3. M. Alex Levasseur

[34] M. Levasseur est le président du syndicat depuis 2007. Il indique que M. M a été le délégué syndical de RCI pendant plusieurs années, précisant que ce dernier a été choisi par la section. M. Medina-Creimer était aussi délégué syndical en même temps que M. M. Monsieur Medina-Creimer a quitté le RCI en 2012 et c’est M. Valencia qui a complété son mandat. M. Gwiazda est le substitut.

[35] M. Levasseur indique que M. Valencia n’a pas reçu de formation particulière lorsqu’il a été nommé au printemps 2012 pour remplacer M. Medina-Creimer. Il aurait reçu une formation par la suite, mais rien de spécifique relativement au harcèlement en milieu de travail.

[36] Quant à M. Bernard, M. Levasseur indique qu’il est un employé du syndicat à titre de représentant retraité de la SRC. Il travaille à temps plein et se rapporte à M. Levasseur et également à Me François Morin, employé de la FNC.

[37] M. Levasseur admet avoir appris le 15 mai 2012 qu’un membre du syndicat faisait l’objet d’une enquête disciplinaire. Ce serait par courriel que l’information aurait été transmise par l’employeur à son bureau. M. Bernard et Me Morin ont également pris connaissance de ce courriel. C’est à cette date que M. M a été suspendu puis convoqué ultérieurement à une rencontre disciplinaire qui a eu lieu le 23 mai 2012. M. Levasseur indique qu’après la réception de ce courriel, M. Bernard a pris les choses en main pour s’assurer que quelqu’un du syndicat puisse accompagner M. M à la rencontre disciplinaire du 23 mai 2012. Il confirme que c’est M. Valencia qui a accompagné M. M, tant le 23 que le 28 mai.

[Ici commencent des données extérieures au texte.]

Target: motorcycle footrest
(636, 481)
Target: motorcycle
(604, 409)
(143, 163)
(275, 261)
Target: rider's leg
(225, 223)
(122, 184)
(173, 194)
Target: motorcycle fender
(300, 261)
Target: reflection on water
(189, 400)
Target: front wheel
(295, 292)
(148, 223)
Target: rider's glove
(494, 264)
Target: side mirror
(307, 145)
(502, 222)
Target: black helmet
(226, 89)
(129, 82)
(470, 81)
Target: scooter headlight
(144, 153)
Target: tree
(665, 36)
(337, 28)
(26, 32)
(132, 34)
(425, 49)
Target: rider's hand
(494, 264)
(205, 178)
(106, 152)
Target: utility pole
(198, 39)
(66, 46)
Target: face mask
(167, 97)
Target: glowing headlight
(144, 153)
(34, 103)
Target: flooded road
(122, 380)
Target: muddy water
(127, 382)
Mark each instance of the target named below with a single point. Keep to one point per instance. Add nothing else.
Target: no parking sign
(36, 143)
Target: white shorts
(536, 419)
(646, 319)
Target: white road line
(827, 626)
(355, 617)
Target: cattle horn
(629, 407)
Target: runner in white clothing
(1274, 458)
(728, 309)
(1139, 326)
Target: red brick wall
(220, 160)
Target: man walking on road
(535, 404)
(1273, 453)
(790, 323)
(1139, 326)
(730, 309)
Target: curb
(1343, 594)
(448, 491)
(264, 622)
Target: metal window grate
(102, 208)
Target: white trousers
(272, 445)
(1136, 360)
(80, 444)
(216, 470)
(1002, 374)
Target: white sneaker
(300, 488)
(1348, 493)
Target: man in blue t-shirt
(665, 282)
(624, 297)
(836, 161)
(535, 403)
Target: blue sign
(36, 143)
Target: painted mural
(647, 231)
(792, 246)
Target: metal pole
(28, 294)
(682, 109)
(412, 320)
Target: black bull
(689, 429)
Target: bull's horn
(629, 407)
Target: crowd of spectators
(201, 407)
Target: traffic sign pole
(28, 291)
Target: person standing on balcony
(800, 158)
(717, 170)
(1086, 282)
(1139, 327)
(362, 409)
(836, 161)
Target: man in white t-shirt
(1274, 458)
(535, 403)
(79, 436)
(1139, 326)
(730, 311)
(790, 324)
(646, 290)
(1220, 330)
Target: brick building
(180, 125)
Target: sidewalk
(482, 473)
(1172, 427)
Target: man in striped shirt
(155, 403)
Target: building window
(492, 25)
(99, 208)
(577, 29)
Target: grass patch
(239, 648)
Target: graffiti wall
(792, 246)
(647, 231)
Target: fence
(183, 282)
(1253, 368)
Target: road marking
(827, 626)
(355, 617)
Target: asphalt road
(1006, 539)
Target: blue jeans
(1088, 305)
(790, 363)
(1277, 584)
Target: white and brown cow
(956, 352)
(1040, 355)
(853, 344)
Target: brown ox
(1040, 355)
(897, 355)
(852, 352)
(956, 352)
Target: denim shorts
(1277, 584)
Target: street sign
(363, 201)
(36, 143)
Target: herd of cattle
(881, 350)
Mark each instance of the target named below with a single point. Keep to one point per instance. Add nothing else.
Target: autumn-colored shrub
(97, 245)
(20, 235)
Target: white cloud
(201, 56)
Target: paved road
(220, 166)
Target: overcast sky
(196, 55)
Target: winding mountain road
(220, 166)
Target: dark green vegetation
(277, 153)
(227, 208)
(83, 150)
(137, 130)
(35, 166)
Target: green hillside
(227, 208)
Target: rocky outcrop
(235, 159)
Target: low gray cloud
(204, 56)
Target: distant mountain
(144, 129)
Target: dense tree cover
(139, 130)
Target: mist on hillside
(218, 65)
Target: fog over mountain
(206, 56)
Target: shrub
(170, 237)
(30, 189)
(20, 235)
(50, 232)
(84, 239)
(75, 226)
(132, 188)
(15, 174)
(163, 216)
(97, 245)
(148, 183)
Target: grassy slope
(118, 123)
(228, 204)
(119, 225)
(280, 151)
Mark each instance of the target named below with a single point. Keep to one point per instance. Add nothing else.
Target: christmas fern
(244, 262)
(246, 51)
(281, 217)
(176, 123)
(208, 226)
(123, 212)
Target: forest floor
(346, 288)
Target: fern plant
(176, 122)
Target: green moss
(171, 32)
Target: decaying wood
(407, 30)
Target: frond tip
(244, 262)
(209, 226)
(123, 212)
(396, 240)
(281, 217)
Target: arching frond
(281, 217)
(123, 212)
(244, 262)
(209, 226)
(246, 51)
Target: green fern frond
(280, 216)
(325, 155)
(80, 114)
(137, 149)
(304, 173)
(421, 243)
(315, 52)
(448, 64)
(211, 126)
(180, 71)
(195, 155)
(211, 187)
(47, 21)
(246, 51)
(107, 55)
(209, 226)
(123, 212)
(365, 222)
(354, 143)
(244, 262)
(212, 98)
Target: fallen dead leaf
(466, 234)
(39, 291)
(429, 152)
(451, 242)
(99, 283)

Ce serait également dans les jours qui ont suivi, soit le 23 ou le 28 mai, que M. Levasseur aurait appris que la victime du harcèlement était aussi un membre de l’unité de négociation du syndicat. Il reconnaît que M. Valencia savait dès le 23 mai 2012 le nom de la victime et qu’il en avait avisé M. Bernard verbalement.

[38] M. Levasseur déclare ne pas avoir appelé Mme Z et ne pas avoir demandé à M. Bernard ou à qui que ce soit d’appeler Mme Z après le 23 mai. Il soutient que c’était plutôt à l’employeur de faire enquête relativement aux allégations de la plaignante à l’endroit de M. M et que, dans des cas semblables, la participation du syndicat est plutôt ténue. M. Levasseur précise que, dès le lendemain du 28 mai 2012, M. Valencia a cessé de jouer un rôle dans le dossier de M. M. Il aurait alors demandé à Me Morin de prendre en charge le dossier de M. M. Monsieur Levasseur indique qu’il n’a jamais demandé à M. Valencia un rapport écrit ou verbal sur les événements qui se sont déroulés les 23 et 28 mai 2012.

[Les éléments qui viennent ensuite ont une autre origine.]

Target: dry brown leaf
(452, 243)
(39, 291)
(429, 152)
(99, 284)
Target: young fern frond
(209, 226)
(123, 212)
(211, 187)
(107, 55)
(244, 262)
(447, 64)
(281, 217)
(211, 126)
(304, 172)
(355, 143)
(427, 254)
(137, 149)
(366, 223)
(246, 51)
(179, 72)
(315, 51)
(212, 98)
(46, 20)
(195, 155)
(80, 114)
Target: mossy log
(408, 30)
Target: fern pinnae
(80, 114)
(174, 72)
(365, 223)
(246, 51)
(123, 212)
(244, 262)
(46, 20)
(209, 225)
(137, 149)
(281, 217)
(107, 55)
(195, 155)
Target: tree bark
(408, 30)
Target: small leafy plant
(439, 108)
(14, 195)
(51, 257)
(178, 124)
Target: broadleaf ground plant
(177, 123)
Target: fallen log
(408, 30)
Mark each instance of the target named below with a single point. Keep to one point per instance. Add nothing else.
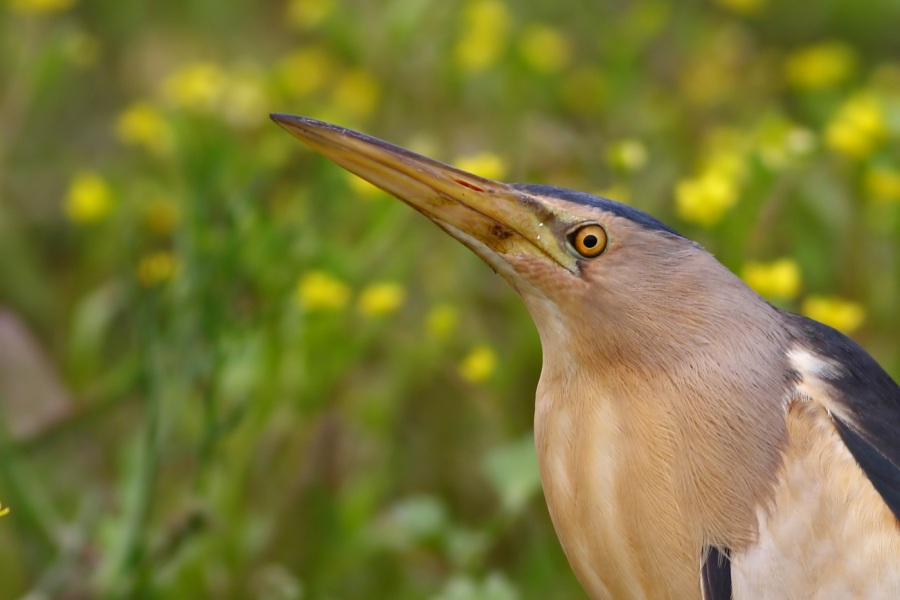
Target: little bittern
(693, 440)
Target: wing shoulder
(863, 402)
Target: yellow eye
(589, 241)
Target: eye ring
(589, 241)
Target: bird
(693, 440)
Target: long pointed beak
(489, 217)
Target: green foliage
(229, 370)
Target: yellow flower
(37, 7)
(441, 321)
(583, 90)
(628, 155)
(142, 124)
(820, 66)
(89, 198)
(196, 86)
(545, 49)
(244, 98)
(841, 314)
(479, 364)
(356, 94)
(743, 7)
(882, 183)
(778, 279)
(318, 290)
(157, 268)
(306, 14)
(858, 127)
(485, 164)
(486, 27)
(779, 143)
(381, 299)
(705, 199)
(306, 71)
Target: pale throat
(593, 471)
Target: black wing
(715, 577)
(869, 423)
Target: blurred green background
(230, 370)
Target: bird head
(592, 272)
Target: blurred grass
(229, 370)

[39] Relativement au grief de M. M déposé le 30 août 2012, M. Levasseur précise que c’est M. M lui-même qui l’aurait rédigé et qui aurait demandé au syndicat de le déposer. M. Levasseur reconnaît que le syndicat a demandé deux prolongations de délai à l’employeur pour M. M afin de lui permettre de déposer un grief vu la non-collaboration de l’employeur et de Mme Z, et sachant que M. M voulait contester son congédiement.

[40] M. Levasseur indique que le syndicat n’a pas de ligne directrice ou de politique relativement à une situation comme celle de M. M et de Mme Z, c’est-à-dire, lorsque deux membres du syndicat ont des intérêts opposés. Il indique qu’un dossier est ouvert lorsqu’un membre dépose un grief, et que dans le cas de la plaignante, il a demandé à Me Morin de prendre en charge son dossier lorsqu’elle a déposé son grief.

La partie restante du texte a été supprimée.